Apache StreamPark™'s Production Practice in Joyme

· 11 min read

Abstract: This article presents the production practices of StreamPark at Joyme, written by Qin Jiyong, a big data engineer at Joyme. The main contents include:

Encountering StreamPark
Flink SQL job development
Custom code job development
Monitoring and alerting
Common issues
Community impressions
Summary

1 Encountering Apache StreamPark™

Encountering StreamPark was inevitable. Based on our existing real-time job development mode, we had to find an open-source platform to support our company's real-time business. Our current situation was as follows:

We wrote jobs and packaged them to servers, then executed the Flink run command to submit them, which was a cumbersome and inefficient process.
Flink SQL was submitted through a self-developed old platform. The developers of the old platform had left, and no one maintained the subsequent code, even if someone did, they would have to face the problem of high maintenance costs.
Some of the authors were SparkStreaming jobs, with two sets of streaming engines and frameworks not unified, resulting in high development costs.
Real-time jobs were developed in Scala and Java, with languages and technology stacks not unified.

For all these reasons, we needed an open-source platform to manage our real-time jobs, and we also needed to refactor to unify the development mode and language and centralize project management.
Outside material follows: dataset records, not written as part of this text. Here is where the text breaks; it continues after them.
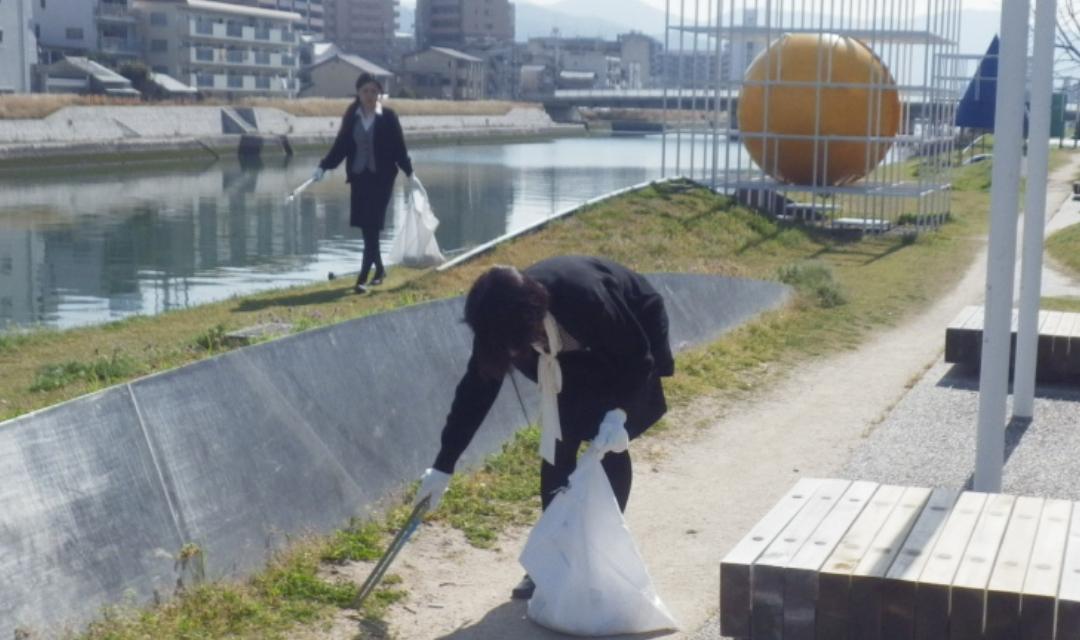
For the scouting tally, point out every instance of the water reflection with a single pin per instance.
(86, 248)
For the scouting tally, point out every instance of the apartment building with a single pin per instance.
(463, 24)
(80, 27)
(310, 11)
(17, 46)
(363, 27)
(226, 50)
(640, 57)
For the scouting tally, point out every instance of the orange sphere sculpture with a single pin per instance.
(814, 107)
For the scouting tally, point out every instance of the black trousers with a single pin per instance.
(553, 477)
(368, 199)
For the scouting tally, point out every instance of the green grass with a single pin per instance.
(847, 290)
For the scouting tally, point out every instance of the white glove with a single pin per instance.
(433, 484)
(413, 182)
(612, 436)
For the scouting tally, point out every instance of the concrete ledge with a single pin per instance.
(238, 452)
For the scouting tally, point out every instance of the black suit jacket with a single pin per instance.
(390, 150)
(622, 325)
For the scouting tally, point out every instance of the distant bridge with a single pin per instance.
(562, 100)
(635, 98)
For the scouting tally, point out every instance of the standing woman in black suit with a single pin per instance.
(373, 146)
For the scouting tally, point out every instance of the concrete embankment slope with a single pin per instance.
(90, 131)
(237, 452)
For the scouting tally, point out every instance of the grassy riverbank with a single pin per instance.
(848, 289)
(36, 106)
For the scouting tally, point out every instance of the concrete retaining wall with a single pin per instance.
(237, 452)
(109, 130)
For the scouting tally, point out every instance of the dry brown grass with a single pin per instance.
(334, 107)
(30, 106)
(36, 106)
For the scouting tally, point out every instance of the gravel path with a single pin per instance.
(890, 411)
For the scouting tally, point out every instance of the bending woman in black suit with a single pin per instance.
(373, 146)
(592, 323)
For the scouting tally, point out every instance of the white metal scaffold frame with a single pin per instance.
(917, 42)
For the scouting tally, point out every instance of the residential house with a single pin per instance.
(17, 46)
(445, 73)
(82, 27)
(336, 77)
(82, 76)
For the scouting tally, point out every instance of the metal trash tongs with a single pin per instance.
(299, 190)
(395, 545)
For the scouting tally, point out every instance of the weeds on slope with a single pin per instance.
(847, 289)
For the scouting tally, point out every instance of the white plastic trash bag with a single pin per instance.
(415, 244)
(590, 577)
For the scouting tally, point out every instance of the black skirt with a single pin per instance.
(368, 200)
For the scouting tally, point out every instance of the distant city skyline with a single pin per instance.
(966, 4)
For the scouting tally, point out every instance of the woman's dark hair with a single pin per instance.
(365, 78)
(505, 312)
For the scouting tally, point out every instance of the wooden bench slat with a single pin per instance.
(856, 560)
(801, 574)
(834, 585)
(867, 579)
(932, 591)
(1039, 597)
(968, 599)
(767, 584)
(1007, 580)
(1068, 593)
(737, 567)
(900, 588)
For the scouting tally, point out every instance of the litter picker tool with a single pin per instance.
(299, 190)
(395, 545)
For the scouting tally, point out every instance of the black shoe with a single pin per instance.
(524, 589)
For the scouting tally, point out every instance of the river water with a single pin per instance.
(98, 245)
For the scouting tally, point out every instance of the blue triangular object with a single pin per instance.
(976, 107)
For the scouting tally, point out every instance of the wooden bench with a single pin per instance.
(1057, 348)
(855, 560)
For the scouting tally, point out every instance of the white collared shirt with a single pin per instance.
(366, 120)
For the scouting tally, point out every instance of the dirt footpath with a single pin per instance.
(694, 494)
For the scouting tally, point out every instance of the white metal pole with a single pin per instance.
(1035, 208)
(1001, 259)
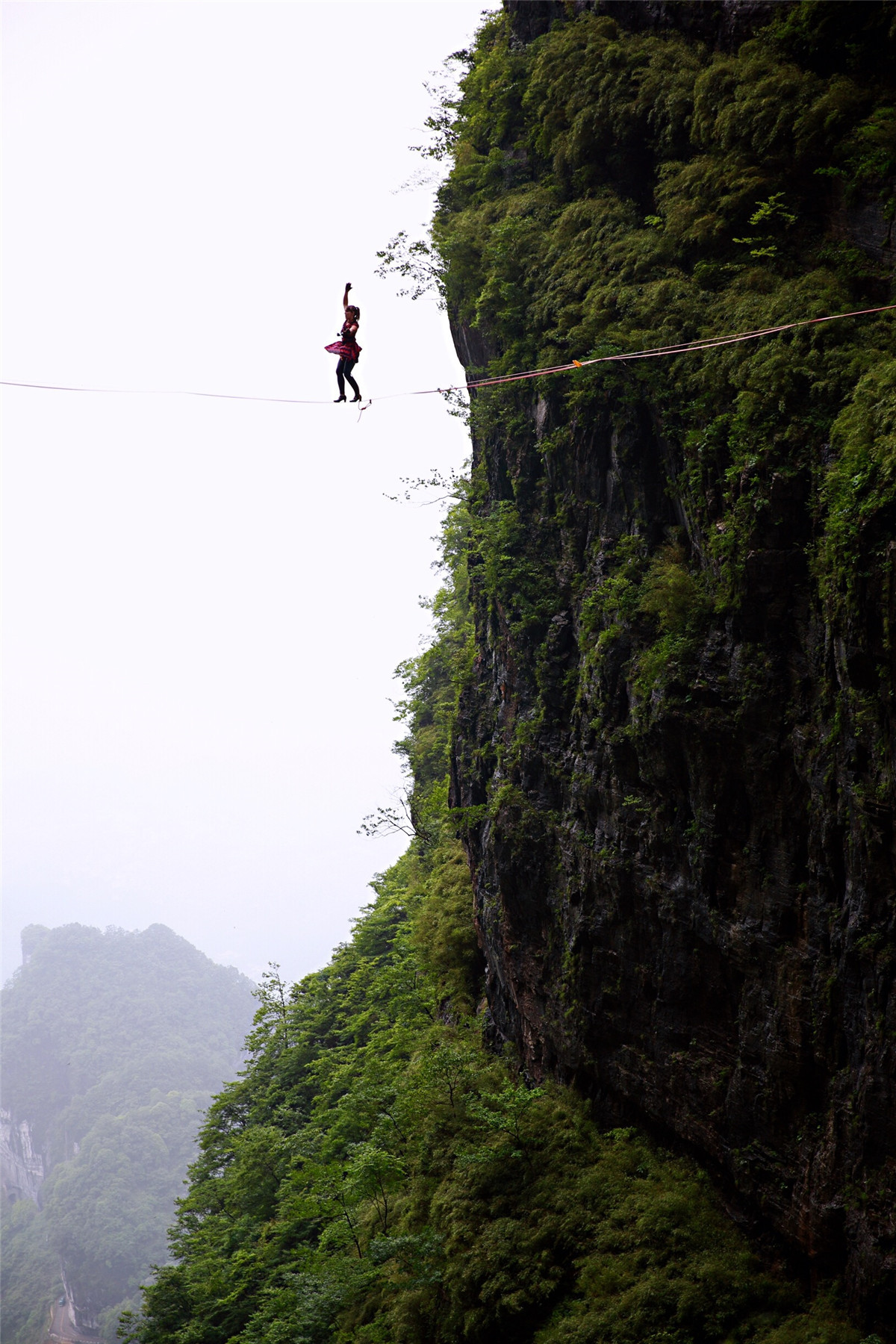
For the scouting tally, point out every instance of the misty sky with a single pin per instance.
(205, 601)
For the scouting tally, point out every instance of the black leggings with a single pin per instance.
(343, 371)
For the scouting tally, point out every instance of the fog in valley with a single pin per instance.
(206, 600)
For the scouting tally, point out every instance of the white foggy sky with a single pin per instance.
(205, 601)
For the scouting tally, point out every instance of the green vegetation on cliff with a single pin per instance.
(379, 1174)
(383, 1171)
(113, 1046)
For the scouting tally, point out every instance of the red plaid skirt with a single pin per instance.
(344, 349)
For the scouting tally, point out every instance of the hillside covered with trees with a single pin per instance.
(609, 1058)
(113, 1045)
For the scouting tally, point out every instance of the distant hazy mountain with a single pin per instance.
(113, 1045)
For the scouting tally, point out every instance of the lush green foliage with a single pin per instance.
(113, 1045)
(615, 191)
(381, 1175)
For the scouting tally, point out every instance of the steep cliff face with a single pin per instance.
(675, 757)
(22, 1167)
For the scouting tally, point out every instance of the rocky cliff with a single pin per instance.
(22, 1169)
(675, 756)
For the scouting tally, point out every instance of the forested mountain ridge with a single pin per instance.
(676, 752)
(433, 1140)
(113, 1046)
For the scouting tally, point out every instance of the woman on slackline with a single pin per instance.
(347, 349)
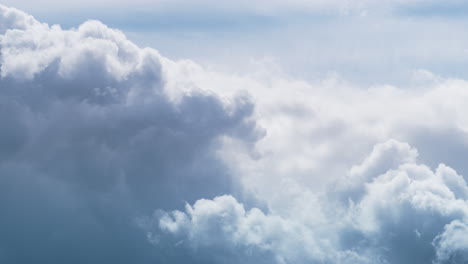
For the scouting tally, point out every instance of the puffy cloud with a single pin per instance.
(407, 213)
(91, 139)
(97, 133)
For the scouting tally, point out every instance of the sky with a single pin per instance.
(233, 132)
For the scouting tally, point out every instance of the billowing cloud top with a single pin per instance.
(103, 143)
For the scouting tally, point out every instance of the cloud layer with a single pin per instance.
(103, 143)
(91, 139)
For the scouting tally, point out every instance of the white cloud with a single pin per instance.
(98, 131)
(405, 214)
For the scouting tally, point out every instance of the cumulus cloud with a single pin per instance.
(98, 133)
(91, 138)
(407, 213)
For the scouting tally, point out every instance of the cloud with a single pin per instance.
(98, 133)
(407, 213)
(91, 139)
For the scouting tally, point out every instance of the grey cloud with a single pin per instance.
(91, 139)
(406, 213)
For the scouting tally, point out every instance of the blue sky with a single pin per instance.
(305, 131)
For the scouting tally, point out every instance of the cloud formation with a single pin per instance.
(407, 213)
(98, 133)
(91, 139)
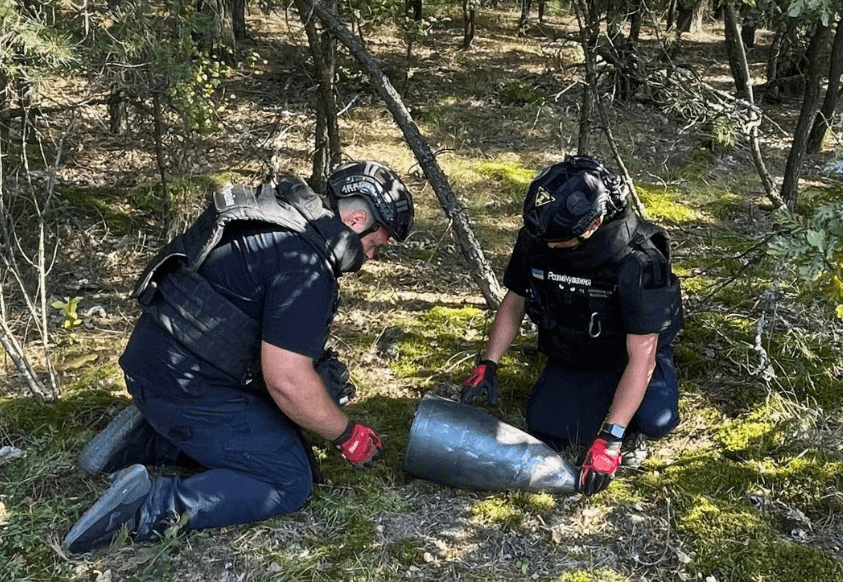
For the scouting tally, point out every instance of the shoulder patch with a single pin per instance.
(543, 197)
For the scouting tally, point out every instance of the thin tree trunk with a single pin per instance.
(583, 11)
(741, 66)
(635, 18)
(481, 271)
(25, 371)
(832, 94)
(238, 20)
(737, 54)
(469, 7)
(326, 140)
(589, 34)
(525, 15)
(810, 104)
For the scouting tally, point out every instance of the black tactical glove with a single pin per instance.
(483, 381)
(336, 378)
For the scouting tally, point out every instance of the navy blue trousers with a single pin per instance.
(568, 405)
(255, 463)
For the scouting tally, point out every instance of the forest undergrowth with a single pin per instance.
(747, 489)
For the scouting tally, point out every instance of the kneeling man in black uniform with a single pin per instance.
(224, 364)
(596, 281)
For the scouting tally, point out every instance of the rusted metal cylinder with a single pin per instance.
(461, 446)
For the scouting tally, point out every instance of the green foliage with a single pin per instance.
(32, 43)
(163, 56)
(814, 245)
(498, 510)
(665, 206)
(42, 491)
(517, 92)
(813, 10)
(595, 575)
(68, 308)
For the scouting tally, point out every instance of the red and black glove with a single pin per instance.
(483, 381)
(597, 471)
(359, 445)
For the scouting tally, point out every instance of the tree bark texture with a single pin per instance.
(481, 271)
(832, 94)
(238, 19)
(585, 11)
(469, 9)
(589, 34)
(221, 13)
(525, 14)
(326, 135)
(737, 54)
(741, 66)
(810, 104)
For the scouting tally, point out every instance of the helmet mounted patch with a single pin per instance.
(389, 199)
(565, 199)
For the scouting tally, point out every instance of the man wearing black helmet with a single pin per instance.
(596, 281)
(225, 362)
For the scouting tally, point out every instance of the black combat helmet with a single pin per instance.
(388, 197)
(566, 198)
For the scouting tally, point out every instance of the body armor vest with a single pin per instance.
(190, 309)
(578, 310)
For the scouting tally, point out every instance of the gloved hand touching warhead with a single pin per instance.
(359, 445)
(483, 381)
(601, 461)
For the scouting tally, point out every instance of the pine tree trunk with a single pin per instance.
(810, 104)
(326, 135)
(737, 56)
(832, 94)
(468, 12)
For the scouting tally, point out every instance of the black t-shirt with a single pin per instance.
(643, 304)
(272, 275)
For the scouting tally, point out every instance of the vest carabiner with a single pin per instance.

The first encounter with StreamPark basically confirmed our choice. We quickly deployed and installed according to the official documentation, performed some operations after setting up, and were greeted with a user-friendly interface. StreamPark's support for multiple versions of Flink, permission management, job monitoring, and other series of functions already met our needs well. Further understanding revealed that its community is also very active. We have witnessed the process of StreamPark's feature completion since version 1.1.0. The development team is very ambitious, and we believe they will continue to improve.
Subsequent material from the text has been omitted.